Dittmann H, Jacksch R, Voelker W, Karsch K R, Seipel L
Medical Department III, University of Tuebingen, West Germany.
J Am Coll Cardiol. 1988 Feb;11(2):338-42. doi: 10.1016/0735-1097(88)90099-x.
In previous experimental and pediatric studies, the ratio of pulmonary to systemic flow (Qp/Qs) was accurately estimated by Doppler echocardiography in various cardiac shunt lesions. The purpose of this study was to assess the accuracy of pulsed Doppler echocardiography in determining the magnitude of shunt flow in adult patients with an ostium secundum type atrial septal defect. In 32 patients with high quality echocardiograms and excellent Doppler signals, blood flow was measured in the right and left ventricular outflow tract by Doppler echocardiography. In 16 patients without heart disease, the correlation (r) between systemic (Qs) and pulmonary (Qp) blood flow was 0.96 (SEE = 0.417 liter/min, y = 1.05x - 0.21) and the mean Qp/Qs ratio was 1.01 +/- 0.09. In 16 patients with an atrial septal defect, the Qp/Qs ration measured by oximetry ranged from 1.34 to 4.61 and by pulsed Doppler echocardiography from 1.31 to 4.46 (p = NS). In these 16 patients, the correlation between the Qp/Qs ratio determined by oximetry and pulsed Doppler echocardiography was significant (r = 0.82, SEE = 0.54). In the total group of 32 patients, the correlation was stronger (r = 0.93, SEE = 0.37). Systematic differences between the invasive and noninvasive shunt calculations did not occur. Thus, in adult patients with an atrial septal defect of the secundum type and high quality echocardiograms, the magnitude of left to right shunt can be accurately assessed by pulsed Doppler echocardiography. In the absence of pulmonary hypertension, pulsed Doppler echocardiography provides precise information for the decision to undertake conservative or operative treatment.

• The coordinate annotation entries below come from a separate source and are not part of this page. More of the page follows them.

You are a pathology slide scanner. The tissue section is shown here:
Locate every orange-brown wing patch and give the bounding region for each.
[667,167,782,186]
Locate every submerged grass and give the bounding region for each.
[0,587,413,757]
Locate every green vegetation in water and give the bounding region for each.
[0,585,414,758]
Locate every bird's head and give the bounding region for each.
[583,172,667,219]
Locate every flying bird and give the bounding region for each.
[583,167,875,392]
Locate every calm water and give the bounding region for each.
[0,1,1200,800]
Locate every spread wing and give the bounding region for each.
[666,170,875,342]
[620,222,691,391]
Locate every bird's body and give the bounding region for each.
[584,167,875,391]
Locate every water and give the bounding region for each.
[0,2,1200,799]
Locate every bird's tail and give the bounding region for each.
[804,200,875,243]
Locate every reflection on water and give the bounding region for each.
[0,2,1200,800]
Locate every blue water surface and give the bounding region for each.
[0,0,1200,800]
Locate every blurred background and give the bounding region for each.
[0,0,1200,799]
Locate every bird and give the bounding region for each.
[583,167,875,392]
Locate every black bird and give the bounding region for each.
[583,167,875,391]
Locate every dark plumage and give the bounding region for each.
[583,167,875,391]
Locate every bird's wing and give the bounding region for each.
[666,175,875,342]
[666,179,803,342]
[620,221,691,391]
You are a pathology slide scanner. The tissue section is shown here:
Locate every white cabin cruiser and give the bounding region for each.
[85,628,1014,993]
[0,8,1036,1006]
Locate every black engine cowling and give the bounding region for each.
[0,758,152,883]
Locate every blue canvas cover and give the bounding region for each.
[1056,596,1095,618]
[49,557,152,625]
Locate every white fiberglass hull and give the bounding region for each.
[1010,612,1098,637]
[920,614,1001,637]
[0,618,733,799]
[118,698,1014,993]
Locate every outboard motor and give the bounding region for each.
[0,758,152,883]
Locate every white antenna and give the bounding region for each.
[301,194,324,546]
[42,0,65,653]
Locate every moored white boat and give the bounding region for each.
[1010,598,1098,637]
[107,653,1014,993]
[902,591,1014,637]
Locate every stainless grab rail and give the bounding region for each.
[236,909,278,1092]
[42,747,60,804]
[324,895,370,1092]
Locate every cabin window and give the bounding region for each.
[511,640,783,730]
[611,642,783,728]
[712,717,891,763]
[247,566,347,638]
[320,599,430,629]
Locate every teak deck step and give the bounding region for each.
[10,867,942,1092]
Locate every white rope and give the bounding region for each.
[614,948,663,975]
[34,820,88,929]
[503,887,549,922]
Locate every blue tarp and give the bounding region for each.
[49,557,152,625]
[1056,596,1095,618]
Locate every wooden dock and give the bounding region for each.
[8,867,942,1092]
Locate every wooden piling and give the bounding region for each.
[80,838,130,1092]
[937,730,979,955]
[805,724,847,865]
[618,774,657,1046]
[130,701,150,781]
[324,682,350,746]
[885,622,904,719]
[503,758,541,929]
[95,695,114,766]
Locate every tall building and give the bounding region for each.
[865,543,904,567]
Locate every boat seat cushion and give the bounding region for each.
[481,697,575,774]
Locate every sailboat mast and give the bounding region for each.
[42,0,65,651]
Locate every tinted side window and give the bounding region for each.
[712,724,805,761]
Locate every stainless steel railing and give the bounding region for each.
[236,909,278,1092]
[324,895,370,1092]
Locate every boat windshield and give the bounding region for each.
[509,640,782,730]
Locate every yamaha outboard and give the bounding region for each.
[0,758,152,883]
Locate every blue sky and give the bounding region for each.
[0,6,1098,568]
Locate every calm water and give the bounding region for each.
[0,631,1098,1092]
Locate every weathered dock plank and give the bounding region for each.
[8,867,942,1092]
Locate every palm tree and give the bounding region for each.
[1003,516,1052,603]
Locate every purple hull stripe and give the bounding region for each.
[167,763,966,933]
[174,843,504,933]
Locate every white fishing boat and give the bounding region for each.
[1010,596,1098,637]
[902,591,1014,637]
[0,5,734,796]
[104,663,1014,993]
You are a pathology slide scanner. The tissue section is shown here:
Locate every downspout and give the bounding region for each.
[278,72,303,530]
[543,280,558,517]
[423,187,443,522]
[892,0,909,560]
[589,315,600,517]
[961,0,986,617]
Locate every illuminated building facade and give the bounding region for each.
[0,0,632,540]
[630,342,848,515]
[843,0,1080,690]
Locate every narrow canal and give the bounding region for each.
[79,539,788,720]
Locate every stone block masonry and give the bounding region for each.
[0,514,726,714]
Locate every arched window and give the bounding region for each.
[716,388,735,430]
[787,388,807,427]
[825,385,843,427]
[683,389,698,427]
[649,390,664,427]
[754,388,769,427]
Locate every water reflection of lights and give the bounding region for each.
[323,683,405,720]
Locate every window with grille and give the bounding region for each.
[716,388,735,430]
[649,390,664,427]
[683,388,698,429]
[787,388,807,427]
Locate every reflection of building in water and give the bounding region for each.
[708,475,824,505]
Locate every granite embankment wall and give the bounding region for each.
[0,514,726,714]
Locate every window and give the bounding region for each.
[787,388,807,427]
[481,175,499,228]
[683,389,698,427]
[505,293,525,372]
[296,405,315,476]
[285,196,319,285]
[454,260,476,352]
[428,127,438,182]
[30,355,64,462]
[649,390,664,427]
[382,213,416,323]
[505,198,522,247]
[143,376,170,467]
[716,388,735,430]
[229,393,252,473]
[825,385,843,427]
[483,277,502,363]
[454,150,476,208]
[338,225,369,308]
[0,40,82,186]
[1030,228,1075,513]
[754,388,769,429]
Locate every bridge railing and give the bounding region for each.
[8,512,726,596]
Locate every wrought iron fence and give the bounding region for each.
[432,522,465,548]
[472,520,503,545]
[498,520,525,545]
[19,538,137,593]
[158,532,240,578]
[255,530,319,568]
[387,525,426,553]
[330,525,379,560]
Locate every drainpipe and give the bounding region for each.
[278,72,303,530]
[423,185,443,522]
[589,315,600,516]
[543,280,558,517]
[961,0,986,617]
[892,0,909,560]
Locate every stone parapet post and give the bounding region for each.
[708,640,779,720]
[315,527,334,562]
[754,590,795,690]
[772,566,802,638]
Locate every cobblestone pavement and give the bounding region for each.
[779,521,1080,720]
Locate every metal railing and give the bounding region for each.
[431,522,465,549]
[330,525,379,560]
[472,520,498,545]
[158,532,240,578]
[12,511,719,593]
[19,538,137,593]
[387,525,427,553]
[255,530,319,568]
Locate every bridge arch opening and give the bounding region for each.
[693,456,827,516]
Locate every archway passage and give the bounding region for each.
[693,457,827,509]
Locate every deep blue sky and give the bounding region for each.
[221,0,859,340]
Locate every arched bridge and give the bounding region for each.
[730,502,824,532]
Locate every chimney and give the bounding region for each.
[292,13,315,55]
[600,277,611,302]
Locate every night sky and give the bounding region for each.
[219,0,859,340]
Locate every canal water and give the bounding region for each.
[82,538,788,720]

在先前的实验和儿科研究中,通过多普勒超声心动图可准确估计各种心脏分流病变中肺循环与体循环血流量之比(Qp/Qs)。本研究的目的是评估脉冲多普勒超声心动图在确定继发孔型房间隔缺损成年患者分流流量大小方面的准确性。对32例拥有高质量超声心动图和极佳多普勒信号的患者,通过多普勒超声心动图测量右心室和左心室流出道的血流。在16例无心脏病的患者中,体循环血流量(Qs)与肺循环血流量(Qp)之间的相关性(r)为0.96(标准误=0.417升/分钟,y = 1.05x - 0.21),平均Qp/Qs比值为1.01±0.09。在16例患有房间隔缺损的患者中,通过血氧测定法测得的Qp/Qs比值范围为1.34至4.61,通过脉冲多普勒超声心动图测得的范围为1.31至4.46(p=无显著差异)。在这16例患者中,通过血氧测定法和脉冲多普勒超声心动图确定的Qp/Qs比值之间存在显著相关性(r = 0.82,标准误=0.54)。在32例患者的总组中,相关性更强(r = 0.93,标准误=0.37)。有创和无创分流计算之间未出现系统性差异。因此,对于患有继发孔型房间隔缺损且超声心动图质量高的成年患者,通过脉冲多普勒超声心动图可准确评估左向右分流的大小。在无肺动脉高压的情况下,脉冲多普勒超声心动图可为采取保守治疗或手术治疗的决策提供精确信息。